С первым проблеском света в сумерках проступила черная классная доска, но каракулей, оставшихся на ней со вчерашнего дня, вкривь и вкось написанных детской рукой букв, было не прочесть, ты так и не заснул, ты думал о том, как быстро они подошли к проливам, о том, что весь город начал прислушиваться, не доносит ли ветер грохота орудий. Внезапности не было, так что ты, позже, мог винить во всем лишь себя самого — ты же был слепым, ничего не замечал, а ведь сколько времени в городе ходили слухи об арестах, ты вообразил, будто произошла какая-то ошибка, когда пришли полицейские и предложили собрать самые необходимые вещи; конечно, надо было послушать горничную, надо было бежать, пока не поздно. Судья и его жена стояли на лестнице, он — в пижаме, она, несмотря на ранний час, — при полном параде, точно собралась уходить из дома, и ты затылком почувствовал взгляд судьи, когда он пожелал тебе удачи, и увидел, что его жена о чем-то говорит с полисменом, в то время как другой уводил тебя, крепко взяв за локоть, и ее смех еще долго звучал у тебя в ушах; ты вспомнил, как вышел в сопровождении двух полисменов на улицу, где ждал, дымя, черный автомобиль, где уже начинался новый день.

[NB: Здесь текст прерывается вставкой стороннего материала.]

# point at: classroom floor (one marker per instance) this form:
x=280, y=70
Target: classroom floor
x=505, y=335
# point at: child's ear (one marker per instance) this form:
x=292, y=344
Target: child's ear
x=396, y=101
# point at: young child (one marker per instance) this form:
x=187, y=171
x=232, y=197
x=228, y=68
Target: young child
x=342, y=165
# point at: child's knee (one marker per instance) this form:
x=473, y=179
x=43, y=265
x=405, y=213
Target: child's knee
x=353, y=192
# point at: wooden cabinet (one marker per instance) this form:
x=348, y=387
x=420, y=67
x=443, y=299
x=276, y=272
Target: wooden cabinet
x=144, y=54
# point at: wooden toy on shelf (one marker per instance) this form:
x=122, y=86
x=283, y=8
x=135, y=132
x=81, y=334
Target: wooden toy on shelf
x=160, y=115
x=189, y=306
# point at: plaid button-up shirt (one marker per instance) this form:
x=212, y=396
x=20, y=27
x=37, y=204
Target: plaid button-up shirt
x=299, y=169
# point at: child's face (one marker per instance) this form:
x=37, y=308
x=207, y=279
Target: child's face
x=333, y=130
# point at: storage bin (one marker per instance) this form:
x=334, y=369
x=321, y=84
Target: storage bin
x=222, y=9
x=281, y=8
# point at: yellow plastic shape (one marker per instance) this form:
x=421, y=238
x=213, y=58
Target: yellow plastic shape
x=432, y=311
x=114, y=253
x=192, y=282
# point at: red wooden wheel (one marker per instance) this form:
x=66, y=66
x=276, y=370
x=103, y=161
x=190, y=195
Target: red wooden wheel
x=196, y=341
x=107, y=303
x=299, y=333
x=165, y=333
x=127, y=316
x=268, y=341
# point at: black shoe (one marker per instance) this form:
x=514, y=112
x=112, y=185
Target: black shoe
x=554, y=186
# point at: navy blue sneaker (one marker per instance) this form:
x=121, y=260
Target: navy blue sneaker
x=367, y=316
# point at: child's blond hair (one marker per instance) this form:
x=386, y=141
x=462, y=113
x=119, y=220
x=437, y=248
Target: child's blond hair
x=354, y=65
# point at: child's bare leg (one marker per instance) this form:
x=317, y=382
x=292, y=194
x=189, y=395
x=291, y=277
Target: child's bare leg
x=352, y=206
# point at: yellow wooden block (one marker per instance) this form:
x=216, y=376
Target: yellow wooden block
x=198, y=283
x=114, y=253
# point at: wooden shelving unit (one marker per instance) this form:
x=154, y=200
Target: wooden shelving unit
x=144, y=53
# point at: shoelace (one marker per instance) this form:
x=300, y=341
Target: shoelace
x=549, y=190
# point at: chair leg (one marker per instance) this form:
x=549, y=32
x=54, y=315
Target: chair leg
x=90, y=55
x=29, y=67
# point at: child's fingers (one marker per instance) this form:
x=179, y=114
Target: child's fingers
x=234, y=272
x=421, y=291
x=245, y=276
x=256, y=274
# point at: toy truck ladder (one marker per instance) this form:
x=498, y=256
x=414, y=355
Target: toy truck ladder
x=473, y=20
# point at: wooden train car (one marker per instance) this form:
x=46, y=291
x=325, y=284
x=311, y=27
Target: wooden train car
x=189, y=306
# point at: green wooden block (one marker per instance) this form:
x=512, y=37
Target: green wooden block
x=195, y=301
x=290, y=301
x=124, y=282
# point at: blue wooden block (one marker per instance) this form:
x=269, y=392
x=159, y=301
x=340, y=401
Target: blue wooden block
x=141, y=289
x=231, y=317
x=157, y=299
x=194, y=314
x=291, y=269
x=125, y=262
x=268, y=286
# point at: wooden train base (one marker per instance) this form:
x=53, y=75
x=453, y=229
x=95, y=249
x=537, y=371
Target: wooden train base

Прошло двадцать четыре часа с того момента, как горничная вытолкнула тебя с чемоданом из комнатенки на чердаке и захлопнула дверь, вытолкнула, чтобы ее не обнаружили, заглянув в комнату, и тот день вполне мог бы продолжаться и сейчас. Ты смотрел на окно, за которым поднимался туман, и из-за тумана шаги караульных вдруг многократно умножились, словно в путь двинулась целая рота, а возгласы, которыми они обменивались, были гулкими, как над широкой рекой. Без следа исчезла странная сонливость, которая одолевала тебя в первые часы, и глухота, которая позволила воспринимать все происходившее вокруг как что-то приглушенное, беззвучное, замедленное: приезжавшие со всего города транспорты, бесконечные команды «стройся!» или «разойдись!», «с вещами туда!», «с вещами сюда!», «раздать обед!» — отчего появилось чувство, словно не ты, а кто-то другой снова и снова по команде переходил от стены, окружавшей школьный двор, к стене школы, потом обратно; вас с самого раннего утра до вечерней поверки десятки раз заставляли строиться, ради удобства суетливо сновавших по двору переписчиков, и каждый раз тебя определяли в новую группу и ты должен был выкрикивать свою фамилию или написанный на полоске папиросной бумаги номер — все, что осталось от твоей личности. Происходившее с тобой вполне могло быть рассказом какого-то другого человека, и для тебя осталось загадкой, почему обращение с вами представляло собой странную смесь вежливости и принуждения; конечно, вы были арестантами, на этот счет не осталось никаких сомнений, однако в приказаниях иной раз слышались просительные нотки, а солдаты охраны и в самом деле не приказывали — просили, и точно так же комендант, он вышел к вам и объявил, опасаться нечего, если будете выполнять все распоряжения; комендант стоял перед вами будто проштрафившийся — несчастное, жалкое существо, таким он тебе показался, несмотря на сходство с сотрудником иммиграционной службы в Гарвиче, которого ты запомнил на всю жизнь, чинуша, он бы не поленился, сам бы пинками загнал тебя, только что прибывшего, обратно на паром, лишь из-за какой-то оплошности, странного каприза или необъяснимой случайности он не спровадил тебя назад, в Вену.